Google denies Chrome tracking allegation, explains use of ‘X-Client-Data’

https://9to5google.com

Last month, Google proposed a plan to move the web away from using the “User-Agent” string, which freely gives every site you browse or even connect to information about your browser and computer. As part of this proposal, Chrome would begin to “freeze” and eventually “unify” the User-Agent string to keep the more in-depth info away from prying eyes without asking for explicit permission.

In a longer discussion about the potential merits and drawbacks of freezing the User-Agent, some have spoken out about the consequences of this change for smaller ad networks that try to compete with Google’s multi-billion dollar ads business. Google Chrome currently has dominance in the web browser market, which means this move would have an immediate damaging impact on any ad company that relies on the User-Agent as a factor for fingerprinting.

Meanwhile, Arnaud Granal, the developer of Kiwi Browser, a Chromium-based alternative browser for Android — and thus someone who has a deep understanding of Chrome and Chromium — has pointed out that Chrome creates its own special bit of data called “X-Client-Data.” Granal claims this could be used by Google to bypass any fingerprinting restrictions that Google Chrome would add.

Google Chrome’s privacy whitepaper explains that X-Client-Data is used to describe the various experiments and Chrome Flags that are enabled in your browser.

Because of the randomized seed, X-Client-Data is, by default, theoretically more than enough to uniquely identify you from other people who use Chrome.

However, any server you connect to is given your IP address. Because of that, the X-Client-Data would still be unique enough to potentially identify your device as different from any other device in your home or office.

The X-Client-Data header is only sent by Chrome when connecting to a Google-owned domain. As a significant part of Chrome is open source as Chromium, we can actually see precisely which domains are given your X-Client-Data header. Among those, you’ll see “doubleclick.com” and “doubleclick.net,” both of which are domains used by the Google Marketing Platform, which was previously known as DoubleClick. That means any ad served up by Google’s ad platform will receive your X-Client-Data header.

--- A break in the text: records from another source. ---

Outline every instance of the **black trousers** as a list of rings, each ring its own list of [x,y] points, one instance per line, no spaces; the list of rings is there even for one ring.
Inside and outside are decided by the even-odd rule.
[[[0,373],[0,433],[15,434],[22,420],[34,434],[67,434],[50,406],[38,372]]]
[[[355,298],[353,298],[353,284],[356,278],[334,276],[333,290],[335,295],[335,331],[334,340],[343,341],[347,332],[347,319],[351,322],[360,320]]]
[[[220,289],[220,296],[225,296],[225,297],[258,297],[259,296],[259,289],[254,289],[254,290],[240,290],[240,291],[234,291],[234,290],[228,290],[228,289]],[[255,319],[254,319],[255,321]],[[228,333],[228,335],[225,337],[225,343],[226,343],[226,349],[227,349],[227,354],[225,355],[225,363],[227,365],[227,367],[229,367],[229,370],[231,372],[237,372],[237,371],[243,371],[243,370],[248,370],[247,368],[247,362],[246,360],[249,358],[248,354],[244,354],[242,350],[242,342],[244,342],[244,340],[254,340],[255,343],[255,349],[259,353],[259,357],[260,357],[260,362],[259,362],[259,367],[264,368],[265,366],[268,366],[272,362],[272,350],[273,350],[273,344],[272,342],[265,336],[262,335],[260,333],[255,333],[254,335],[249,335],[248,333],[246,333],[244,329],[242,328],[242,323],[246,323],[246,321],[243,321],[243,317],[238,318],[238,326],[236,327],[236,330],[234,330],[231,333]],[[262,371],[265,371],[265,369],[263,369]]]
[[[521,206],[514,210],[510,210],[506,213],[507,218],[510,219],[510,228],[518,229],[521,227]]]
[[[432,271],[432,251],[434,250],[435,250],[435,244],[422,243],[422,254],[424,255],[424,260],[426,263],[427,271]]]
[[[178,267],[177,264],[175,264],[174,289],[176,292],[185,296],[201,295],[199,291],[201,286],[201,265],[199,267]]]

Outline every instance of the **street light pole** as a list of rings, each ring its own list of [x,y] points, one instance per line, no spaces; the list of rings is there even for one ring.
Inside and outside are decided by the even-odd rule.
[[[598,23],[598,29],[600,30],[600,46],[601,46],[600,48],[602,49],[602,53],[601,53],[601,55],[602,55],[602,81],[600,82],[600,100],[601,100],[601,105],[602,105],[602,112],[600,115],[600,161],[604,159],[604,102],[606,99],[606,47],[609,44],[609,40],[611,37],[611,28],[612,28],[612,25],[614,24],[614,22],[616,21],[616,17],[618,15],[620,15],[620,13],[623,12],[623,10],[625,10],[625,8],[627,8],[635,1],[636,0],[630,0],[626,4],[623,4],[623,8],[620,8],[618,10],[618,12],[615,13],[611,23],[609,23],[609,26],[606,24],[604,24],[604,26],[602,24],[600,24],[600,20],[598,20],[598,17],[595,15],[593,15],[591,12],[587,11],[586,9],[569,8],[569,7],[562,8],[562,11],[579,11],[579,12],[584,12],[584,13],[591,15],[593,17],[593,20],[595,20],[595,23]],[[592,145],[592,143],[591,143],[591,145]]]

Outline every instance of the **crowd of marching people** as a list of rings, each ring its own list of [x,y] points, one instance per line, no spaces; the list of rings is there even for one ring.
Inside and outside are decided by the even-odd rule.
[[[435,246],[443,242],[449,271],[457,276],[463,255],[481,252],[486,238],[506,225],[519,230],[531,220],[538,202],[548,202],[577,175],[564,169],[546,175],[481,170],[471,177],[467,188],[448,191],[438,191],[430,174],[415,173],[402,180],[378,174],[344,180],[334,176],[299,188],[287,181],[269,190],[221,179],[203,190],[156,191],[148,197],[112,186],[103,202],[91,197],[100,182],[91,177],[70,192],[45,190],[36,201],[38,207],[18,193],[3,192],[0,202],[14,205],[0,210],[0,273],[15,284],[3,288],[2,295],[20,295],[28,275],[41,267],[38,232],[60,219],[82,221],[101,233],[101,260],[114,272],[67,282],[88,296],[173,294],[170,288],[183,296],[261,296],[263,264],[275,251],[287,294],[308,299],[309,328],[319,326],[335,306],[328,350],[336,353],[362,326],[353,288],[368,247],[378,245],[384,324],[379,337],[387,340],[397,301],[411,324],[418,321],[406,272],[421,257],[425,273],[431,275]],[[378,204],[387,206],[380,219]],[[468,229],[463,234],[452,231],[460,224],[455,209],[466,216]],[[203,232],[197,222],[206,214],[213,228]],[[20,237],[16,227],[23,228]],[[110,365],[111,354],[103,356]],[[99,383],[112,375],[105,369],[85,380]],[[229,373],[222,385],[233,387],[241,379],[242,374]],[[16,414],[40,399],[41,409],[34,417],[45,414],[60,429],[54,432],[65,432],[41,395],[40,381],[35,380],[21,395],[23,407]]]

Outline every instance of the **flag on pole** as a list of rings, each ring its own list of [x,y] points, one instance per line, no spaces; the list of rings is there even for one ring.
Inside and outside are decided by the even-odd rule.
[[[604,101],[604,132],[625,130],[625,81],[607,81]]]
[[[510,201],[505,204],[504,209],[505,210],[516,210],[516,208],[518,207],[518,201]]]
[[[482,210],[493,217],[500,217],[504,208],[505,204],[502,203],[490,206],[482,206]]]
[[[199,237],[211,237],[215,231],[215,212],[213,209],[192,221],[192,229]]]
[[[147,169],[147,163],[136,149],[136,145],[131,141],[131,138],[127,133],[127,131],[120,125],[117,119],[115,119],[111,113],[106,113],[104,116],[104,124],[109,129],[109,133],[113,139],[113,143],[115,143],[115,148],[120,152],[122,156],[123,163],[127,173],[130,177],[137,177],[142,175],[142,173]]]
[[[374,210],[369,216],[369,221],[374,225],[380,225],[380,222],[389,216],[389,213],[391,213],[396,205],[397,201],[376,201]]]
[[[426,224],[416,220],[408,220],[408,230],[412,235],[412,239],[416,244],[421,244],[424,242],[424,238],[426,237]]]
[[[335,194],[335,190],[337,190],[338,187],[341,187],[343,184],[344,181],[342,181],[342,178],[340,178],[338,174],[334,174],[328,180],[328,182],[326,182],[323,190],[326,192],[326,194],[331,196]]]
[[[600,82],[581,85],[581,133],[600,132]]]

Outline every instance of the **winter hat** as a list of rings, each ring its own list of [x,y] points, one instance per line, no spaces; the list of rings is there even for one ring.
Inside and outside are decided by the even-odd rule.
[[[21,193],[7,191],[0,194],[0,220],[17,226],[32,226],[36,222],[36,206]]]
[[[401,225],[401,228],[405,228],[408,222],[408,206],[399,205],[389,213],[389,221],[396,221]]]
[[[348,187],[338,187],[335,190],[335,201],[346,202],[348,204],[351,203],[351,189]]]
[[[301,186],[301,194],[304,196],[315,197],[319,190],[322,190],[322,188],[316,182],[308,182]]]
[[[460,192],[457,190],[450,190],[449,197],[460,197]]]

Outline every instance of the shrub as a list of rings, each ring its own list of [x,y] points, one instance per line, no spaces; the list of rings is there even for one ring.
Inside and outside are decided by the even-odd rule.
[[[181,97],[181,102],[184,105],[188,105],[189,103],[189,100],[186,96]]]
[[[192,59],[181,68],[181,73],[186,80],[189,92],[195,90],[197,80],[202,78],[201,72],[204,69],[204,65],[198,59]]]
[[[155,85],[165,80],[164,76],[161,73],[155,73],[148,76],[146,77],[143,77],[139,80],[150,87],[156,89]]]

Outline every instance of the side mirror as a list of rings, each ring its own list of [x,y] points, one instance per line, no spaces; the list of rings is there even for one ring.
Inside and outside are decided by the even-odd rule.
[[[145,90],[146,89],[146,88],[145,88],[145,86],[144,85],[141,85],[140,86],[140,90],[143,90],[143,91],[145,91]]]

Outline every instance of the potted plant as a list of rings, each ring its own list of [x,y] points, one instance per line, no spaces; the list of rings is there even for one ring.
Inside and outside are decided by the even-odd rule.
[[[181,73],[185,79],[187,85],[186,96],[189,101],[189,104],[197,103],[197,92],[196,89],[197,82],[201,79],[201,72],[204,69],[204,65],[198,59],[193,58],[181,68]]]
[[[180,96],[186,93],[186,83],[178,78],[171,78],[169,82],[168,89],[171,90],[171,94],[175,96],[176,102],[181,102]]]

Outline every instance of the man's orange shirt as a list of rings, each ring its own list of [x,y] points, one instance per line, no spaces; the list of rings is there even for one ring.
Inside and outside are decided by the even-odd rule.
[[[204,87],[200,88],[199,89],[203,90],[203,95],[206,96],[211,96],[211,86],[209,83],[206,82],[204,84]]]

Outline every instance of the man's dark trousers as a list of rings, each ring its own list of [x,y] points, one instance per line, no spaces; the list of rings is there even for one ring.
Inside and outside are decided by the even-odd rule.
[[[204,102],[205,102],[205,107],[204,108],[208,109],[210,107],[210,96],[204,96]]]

In fact, this same ID is sent to those Google servers regardless of whether you’re logged in with your Google Account or not, which could theoretically tie your logged-out browsing back to your Google Account. The only time X-Client-Data is not sent to Google’s servers is when you’re browsing in Incognito mode.

However, a Google spokesperson speaking fully denied those claims, explicitly stating that the X-Client-Data header “is not used to identify or track individual users.”

The X-Client-Data header is used to help Chrome test new features before rolling them out to all users. The information included in this header reflects the variations, or new feature trials, in which an installation of Chrome is currently enrolled. This information helps us measure server-side metrics for large groups of installations; it is not used to identify or track individual users.

That said, if you’d like to change your X-Client-Data header every time you open Chrome, you can add the command flag “–reset-variation-state” to your Chrome shortcut, which is relatively easy to do on Windows and macOS. This tells Google Chrome to delete your old “seed” and generate a new one — in turn giving you a new X-Client-Data header — every time Chrome restarts.

If you do this, just know that Chrome’s many ongoing experiments will be randomly enabled and disabled each time you reopen Chrome.

Alternatively, you can switch browsers to Mozilla Firefox or the new Chromium-based Microsoft Edge, neither of which sends any kind of X-Client-Data header to Google servers.